Personally I'm rarely if ever shocked by the things folks will say. Its interesting to me being judged as I have (as we all have for that matter) that sometimes saying nothing says it all. The truth reveals itself and folks either get it or they don't. I have honestly found that folks who tend to say things don't have a full understanding (the whole story) of the situation. I've also learned that folks tend to "talk about" things they don't care for within themselves.
Just remember to hold your head up high, respectfully reply to folks with honesty and back bone and thick skin is something you'll grow real quick. No apologies! I am almost positive we've ALL been where you were and will be again. We have to be positive and think positive but also know that its ok to feel/be angry. Just turn that anger into determination and remember ignorance is alive and well but we don't have to play that role. "Kill 'em with kindness."
All best!
Blessed Momma to ♥ Kayla & Nora ♥
Sober since 25th Aug 07 www.the-butterfly-chronicles.blogspot.com
Thankful for the easy, grateful for the hard & hopeful for tomorrow.
Before I lost weight, I looked like I was about 7 months pregnant. A stranger lady walked up to me, put both her hands on my belly & asked when I was due. I looked her straight in the eye & told her "28 years ago!! Now take your hand off me...I don't know you!"
Sadly the truth is there are way too many unthinking, insensitive people in this world. While it would be wonderful if we could educate everyone, unfortunately that's just not feasible. Something about choosing your battles comes to mind. You will know when the time is right for you to speak up. It's all about your comfort zone.
And by the way...congrats on the weight loss!!
As Lauren said, one of the few "accepted" prejudices out there now is "fatness." It is okay to judge, to make fun of, and to hurt those of us who have or have had weight issues. Others will just smile or laugh to themselves as comments such as those are made. As I am sure most others will agree, I have never found it "ok" to do this...even during the times when I wasn't overweight, and certainly don't now.
I have had people make comments like this around me, not knowing where I have been, and I have actually made comments back to let them know that I don't agree with what they are saying and find it offensive. I don't go into detail...not any of their business...but I think that people need to know that it is NOT okay to judge...PERIOD.

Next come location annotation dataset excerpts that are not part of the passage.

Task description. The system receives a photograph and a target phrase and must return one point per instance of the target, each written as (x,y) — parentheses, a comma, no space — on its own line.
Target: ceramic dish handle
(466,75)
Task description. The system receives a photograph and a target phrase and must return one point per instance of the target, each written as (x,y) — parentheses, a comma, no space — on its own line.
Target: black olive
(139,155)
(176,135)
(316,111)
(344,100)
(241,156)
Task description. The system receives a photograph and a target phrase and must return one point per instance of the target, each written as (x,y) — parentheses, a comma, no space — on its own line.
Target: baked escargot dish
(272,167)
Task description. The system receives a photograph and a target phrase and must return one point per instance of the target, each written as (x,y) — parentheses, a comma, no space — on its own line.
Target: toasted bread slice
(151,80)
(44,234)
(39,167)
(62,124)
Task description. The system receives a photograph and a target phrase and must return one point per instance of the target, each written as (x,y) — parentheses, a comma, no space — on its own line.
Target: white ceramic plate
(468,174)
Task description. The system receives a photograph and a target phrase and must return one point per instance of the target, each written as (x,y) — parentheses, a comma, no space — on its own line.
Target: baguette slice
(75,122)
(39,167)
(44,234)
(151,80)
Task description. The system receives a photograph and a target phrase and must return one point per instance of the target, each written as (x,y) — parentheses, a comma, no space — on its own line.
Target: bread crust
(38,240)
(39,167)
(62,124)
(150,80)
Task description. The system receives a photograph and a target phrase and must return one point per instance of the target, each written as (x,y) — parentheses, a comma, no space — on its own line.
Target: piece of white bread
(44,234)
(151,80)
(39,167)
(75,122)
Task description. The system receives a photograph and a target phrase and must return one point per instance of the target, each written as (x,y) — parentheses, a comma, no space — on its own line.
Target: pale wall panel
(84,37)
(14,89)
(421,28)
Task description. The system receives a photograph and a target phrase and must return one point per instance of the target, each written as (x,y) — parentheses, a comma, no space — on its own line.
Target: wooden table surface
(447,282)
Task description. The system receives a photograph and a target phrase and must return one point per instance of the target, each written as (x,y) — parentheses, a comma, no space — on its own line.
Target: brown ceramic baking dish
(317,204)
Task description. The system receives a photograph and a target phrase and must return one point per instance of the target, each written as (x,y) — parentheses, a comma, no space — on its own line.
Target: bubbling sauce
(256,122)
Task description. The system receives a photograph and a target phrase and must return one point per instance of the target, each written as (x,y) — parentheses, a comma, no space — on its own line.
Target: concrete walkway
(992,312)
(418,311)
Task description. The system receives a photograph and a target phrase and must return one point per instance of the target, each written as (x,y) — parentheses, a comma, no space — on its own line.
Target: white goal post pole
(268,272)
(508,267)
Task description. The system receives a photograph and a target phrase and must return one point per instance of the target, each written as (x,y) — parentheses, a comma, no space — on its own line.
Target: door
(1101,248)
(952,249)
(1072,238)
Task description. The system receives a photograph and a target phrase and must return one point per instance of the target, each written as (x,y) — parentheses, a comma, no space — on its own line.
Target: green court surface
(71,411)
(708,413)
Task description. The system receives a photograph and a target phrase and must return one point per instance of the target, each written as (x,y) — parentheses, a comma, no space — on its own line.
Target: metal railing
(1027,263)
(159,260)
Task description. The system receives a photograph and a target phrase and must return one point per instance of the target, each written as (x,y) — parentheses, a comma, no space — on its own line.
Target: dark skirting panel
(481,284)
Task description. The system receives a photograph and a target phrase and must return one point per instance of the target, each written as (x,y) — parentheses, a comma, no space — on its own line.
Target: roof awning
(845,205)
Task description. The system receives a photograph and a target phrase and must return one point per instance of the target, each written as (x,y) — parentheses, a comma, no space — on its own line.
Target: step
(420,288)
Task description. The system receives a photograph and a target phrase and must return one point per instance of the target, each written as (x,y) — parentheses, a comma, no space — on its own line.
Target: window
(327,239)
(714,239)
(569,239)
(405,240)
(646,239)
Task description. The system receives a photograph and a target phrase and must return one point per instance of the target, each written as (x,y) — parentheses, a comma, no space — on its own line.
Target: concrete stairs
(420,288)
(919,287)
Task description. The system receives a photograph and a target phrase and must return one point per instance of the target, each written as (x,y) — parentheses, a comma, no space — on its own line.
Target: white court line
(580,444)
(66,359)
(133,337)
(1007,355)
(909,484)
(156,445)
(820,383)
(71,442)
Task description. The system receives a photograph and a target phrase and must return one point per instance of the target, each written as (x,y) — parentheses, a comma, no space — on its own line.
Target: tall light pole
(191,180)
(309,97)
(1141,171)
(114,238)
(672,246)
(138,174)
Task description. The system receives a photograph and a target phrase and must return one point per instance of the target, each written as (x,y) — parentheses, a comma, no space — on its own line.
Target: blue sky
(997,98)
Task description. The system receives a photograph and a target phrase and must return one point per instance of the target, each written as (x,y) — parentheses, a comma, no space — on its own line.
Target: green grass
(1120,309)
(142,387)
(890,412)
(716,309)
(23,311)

Maybe it is my age, stage of life or just all of the changes I have gone through over the last year of my life, but I don't tolerate that stuff any more. I am not rude by any means, but I am not going to sit back and let people slam others just because they can get away with it. It's not right.
I think that if more and more of us become less tolerant of it, maybe we can make a little shift in the thinking of the general public.
I am sorry you had to listen to that, and sorry that Ann has to tolerate that nonsense. What happened to people caring about others and doing things like offering to help rather than jumping to conclusions?
Geez....okay, off of my soap box. Sorry! :)
Unfortunately you were the sounding board for this insensitive person., even though she is a nurse.
With recent knee surgery, I was using an electronic cart while grocery shopping. People look at me in different ways. Some people are helpful.
Hopefully this won't happen to you often.